# Basic Settings

In [1]:
import random
import pandas as pd
import numpy as np
import os
import glob
import cv2

import torch
import torch.nn as nn
import torch.optim as optim
import torch.nn.functional as F
import torchvision
from torch.utils.data import Dataset, DataLoader

import matplotlib.pyplot as plt
import seaborn as sns

from tqdm import tqdm
from sklearn.metrics import mean_squared_error
from sklearn.model_selection import train_test_split
from datetime import datetime

import warnings
warnings.filterwarnings(action='ignore') 

In [2]:
CFG = {
    'RUN_TYPE': 'INFERENCE',
    'CLF_PATHS': './cnn_classifier.pth',
    'SEED': 42,
    'H_SHIFT_MAX': 2,
    'W_SHIFT_MAX': 2,
    'KNN_NUM': 1,
}

In [3]:
def seed_everything(seed):
    random.seed(seed)
    os.environ['PYTHONHASHSEED'] = str(seed)
    np.random.seed(seed)
    torch.manual_seed(seed)
    torch.cuda.manual_seed(seed)
    torch.backends.cudnn.deterministic = True
    torch.backends.cudnn.benchmark = True

seed_everything(CFG['SEED']) # Seed 고정

In [4]:
device = torch.device('cuda') if torch.cuda.is_available() else torch.device('cpu')

# Prepare Dataset

In [5]:
simulation_sem_paths = sorted(glob.glob('./processed_data/simulation/SEM/*.png'))
simulation_depth_paths = sorted(glob.glob('./processed_data/simulation/Depth/*.png'))

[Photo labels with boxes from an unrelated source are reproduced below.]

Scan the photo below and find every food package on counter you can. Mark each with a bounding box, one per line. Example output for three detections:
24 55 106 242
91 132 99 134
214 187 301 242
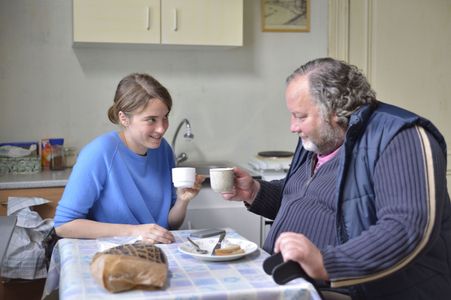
0 142 38 158
0 142 41 175
91 241 168 293
41 138 64 170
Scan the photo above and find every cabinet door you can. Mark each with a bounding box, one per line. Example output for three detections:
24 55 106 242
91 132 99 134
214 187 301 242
161 0 243 46
73 0 160 44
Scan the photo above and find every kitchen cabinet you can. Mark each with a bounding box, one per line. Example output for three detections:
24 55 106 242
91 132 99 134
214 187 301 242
73 0 243 46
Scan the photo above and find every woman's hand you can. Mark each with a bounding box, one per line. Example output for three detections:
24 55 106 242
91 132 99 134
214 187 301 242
131 224 175 244
177 175 205 202
274 232 329 280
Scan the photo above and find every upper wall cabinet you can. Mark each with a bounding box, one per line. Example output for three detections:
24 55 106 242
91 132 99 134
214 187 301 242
73 0 243 46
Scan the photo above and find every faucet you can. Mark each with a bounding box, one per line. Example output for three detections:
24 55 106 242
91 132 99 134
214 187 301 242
171 119 194 166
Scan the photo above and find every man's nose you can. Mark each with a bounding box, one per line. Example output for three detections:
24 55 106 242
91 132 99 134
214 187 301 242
290 119 301 133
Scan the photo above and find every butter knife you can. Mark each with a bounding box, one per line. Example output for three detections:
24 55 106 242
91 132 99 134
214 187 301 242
211 232 225 255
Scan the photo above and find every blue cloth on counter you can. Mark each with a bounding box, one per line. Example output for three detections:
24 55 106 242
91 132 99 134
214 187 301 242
55 131 177 228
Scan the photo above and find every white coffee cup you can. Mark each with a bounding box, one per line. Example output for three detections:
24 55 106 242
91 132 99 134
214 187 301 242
172 167 196 188
210 168 234 193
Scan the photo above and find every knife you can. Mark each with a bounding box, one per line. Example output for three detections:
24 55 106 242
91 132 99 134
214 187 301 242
211 232 225 255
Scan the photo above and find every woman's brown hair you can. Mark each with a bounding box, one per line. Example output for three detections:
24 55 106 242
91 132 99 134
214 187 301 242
108 73 172 124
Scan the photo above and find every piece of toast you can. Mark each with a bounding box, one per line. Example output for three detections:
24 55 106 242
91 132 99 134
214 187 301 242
215 244 244 255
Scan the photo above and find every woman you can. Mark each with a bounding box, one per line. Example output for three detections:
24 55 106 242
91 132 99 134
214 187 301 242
55 74 204 243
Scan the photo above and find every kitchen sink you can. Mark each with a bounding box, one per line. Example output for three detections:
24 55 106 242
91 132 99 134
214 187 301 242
177 161 234 177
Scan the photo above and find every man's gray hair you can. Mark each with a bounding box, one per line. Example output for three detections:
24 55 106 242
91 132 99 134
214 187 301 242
287 57 377 126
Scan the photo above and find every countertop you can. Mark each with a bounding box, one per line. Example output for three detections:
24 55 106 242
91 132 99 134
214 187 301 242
0 168 72 190
0 166 261 190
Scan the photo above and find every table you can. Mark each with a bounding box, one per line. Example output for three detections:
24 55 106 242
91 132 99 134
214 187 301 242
43 228 320 300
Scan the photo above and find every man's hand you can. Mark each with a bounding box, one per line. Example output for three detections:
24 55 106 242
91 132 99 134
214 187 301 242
221 167 260 204
274 232 329 280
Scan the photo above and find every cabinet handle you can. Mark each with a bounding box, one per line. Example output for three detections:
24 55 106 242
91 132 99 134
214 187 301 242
147 7 151 31
173 8 178 31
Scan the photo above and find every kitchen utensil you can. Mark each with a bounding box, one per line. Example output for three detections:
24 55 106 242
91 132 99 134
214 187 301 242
187 237 208 254
211 232 225 255
178 237 258 262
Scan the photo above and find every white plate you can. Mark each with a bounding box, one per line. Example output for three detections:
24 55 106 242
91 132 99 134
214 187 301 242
178 237 258 261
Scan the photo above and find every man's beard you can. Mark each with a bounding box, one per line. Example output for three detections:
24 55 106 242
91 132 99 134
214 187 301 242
301 120 344 155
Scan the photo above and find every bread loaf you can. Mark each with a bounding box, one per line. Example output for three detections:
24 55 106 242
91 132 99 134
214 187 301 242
91 241 168 293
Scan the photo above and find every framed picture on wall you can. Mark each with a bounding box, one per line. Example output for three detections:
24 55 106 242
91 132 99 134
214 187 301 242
261 0 310 32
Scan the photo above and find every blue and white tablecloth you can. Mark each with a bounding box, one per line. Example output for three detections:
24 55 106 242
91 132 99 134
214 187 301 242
43 229 320 300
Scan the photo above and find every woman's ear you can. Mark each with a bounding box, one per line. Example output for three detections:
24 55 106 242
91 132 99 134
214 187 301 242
119 111 130 127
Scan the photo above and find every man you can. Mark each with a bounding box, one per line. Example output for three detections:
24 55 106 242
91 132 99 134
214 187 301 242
223 58 451 300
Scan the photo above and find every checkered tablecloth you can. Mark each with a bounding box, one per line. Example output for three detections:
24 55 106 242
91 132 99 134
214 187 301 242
43 229 320 300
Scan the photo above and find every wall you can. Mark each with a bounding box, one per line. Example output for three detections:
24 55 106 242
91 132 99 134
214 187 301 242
329 0 451 190
0 0 327 163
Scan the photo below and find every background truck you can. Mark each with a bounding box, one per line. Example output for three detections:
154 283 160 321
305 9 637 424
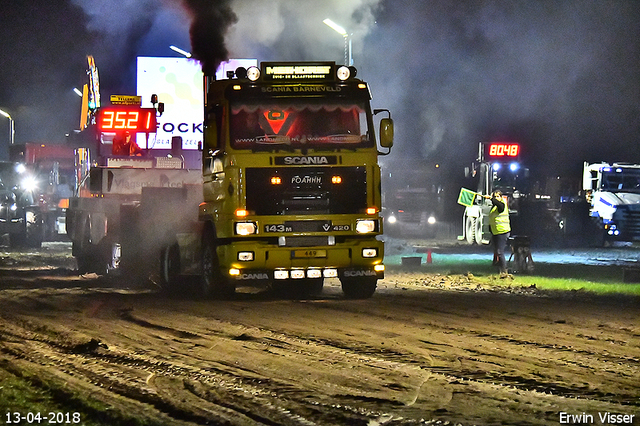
9 143 74 246
382 159 444 238
162 62 393 298
0 161 43 247
580 162 640 245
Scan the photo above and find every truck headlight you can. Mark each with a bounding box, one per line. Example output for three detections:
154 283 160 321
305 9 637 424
356 219 376 234
20 176 38 191
235 222 258 235
362 248 378 257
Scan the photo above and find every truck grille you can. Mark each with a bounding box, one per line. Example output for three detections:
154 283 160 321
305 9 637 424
246 167 367 215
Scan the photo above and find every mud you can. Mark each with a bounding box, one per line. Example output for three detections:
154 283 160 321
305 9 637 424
0 247 640 425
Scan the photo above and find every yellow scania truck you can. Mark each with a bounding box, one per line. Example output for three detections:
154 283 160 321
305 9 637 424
161 62 393 298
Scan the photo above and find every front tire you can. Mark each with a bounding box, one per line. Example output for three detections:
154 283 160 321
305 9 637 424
160 243 180 292
340 278 378 299
201 232 236 299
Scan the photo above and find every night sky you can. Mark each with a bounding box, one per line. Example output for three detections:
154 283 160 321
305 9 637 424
0 0 640 185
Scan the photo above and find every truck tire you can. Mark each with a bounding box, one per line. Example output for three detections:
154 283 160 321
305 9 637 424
201 230 236 299
160 243 180 293
24 213 44 248
74 220 109 275
340 278 378 299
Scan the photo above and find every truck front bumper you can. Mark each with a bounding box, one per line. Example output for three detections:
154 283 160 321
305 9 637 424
218 238 384 281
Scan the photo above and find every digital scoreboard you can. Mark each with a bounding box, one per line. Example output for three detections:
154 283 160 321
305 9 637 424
97 105 157 133
483 142 520 160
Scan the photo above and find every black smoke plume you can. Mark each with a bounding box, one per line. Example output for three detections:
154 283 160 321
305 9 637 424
183 0 238 75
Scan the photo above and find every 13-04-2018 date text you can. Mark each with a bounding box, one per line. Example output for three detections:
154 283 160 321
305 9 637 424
3 411 81 425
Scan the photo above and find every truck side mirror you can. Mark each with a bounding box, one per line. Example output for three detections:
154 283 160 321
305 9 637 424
380 118 393 149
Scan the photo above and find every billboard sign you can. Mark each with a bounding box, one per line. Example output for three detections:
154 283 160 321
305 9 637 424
136 56 257 149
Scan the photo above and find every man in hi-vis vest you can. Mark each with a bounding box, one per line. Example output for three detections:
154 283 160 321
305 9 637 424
485 190 511 278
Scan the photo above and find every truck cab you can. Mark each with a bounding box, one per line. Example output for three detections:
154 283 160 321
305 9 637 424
190 62 393 298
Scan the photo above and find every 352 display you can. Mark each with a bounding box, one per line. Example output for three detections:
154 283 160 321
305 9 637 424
96 106 158 133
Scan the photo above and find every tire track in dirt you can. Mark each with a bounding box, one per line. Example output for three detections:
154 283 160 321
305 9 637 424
0 312 416 425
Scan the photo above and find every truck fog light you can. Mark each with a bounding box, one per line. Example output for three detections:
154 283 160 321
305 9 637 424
291 269 304 279
273 269 289 280
307 269 322 278
236 222 258 235
362 248 378 257
238 251 253 262
322 268 338 278
356 219 376 234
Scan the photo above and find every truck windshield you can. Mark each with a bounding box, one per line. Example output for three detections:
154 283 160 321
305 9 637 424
602 167 640 193
230 99 372 149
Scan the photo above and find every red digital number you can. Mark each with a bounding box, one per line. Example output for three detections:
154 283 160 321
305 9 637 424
98 107 157 132
100 111 114 129
489 143 520 157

df_simul = pd.DataFrame({'SEM':simulation_sem_paths, 'depth':simulation_depth_paths})
df_simul['case'] = df_simul['SEM'].apply(lambda x: int(x[36]))

In [6]:
df_simul

Unnamed: 0,SEM,depth,case
0,./processed_data/simulation/SEM\SEM_1_00000.png,./processed_data/simulation/Depth\Depth_1_0000...,1
1,./processed_data/simulation/SEM\SEM_1_00001.png,./processed_data/simulation/Depth\Depth_1_0000...,1
2,./processed_data/simulation/SEM\SEM_1_00002.png,./processed_data/simulation/Depth\Depth_1_0000...,1
3,./processed_data/simulation/SEM\SEM_1_00003.png,./processed_data/simulation/Depth\Depth_1_0000...,1
4,./processed_data/simulation/SEM\SEM_1_00004.png,./processed_data/simulation/Depth\Depth_1_0000...,1
...,...,...,...
86647,./processed_data/simulation/SEM\SEM_4_86647.png,./processed_data/simulation/Depth\Depth_4_8664...,4
86648,./processed_data/simulation/SEM\SEM_4_86648.png,./processed_data/simulation/Depth\Depth_4_8664...,4
86649,./processed_data/simulation/SEM\SEM_4_86649.png,./processed_data/simulation/Depth\Depth_4_8664...,4
86650,./processed_data/simulation/SEM\SEM_4_86650.png,./processed_data/simulation/Depth\Depth_4_8665...,4


In [7]:
class Clf_Dataset(Dataset):
  def __init__(self, sem_path_list):
    self.sem_path_list = sem_path_list
  def __len__(self):
    return len(self.sem_path_list)
  def __getitem__(self, idx):
    img = torch.Tensor(cv2.imread(self.sem_path_list[idx], cv2.IMREAD_GRAYSCALE))[None, :] / 255
    return img

# Case Classifier Model

In [8]:
!pip install timm



In [9]:
import timm # timm 설치 필요

class Case_Classifier(nn.Module):
    def __init__(self):
        super(Case_Classifier, self).__init__()
        #tf_efficientnet_b0_ns
        self.model = timm.create_model('tf_efficientnet_b0_ns', pretrained = True, num_classes = 4, in_chans=1)
        self.softmax = nn.Softmax()
        
    def forward(self, x):
        x = self.model(x)
        return self.softmax(x)

# Case_classification

In [10]:
test_sem_path_list = sorted(glob.glob('./test/SEM/*.png'))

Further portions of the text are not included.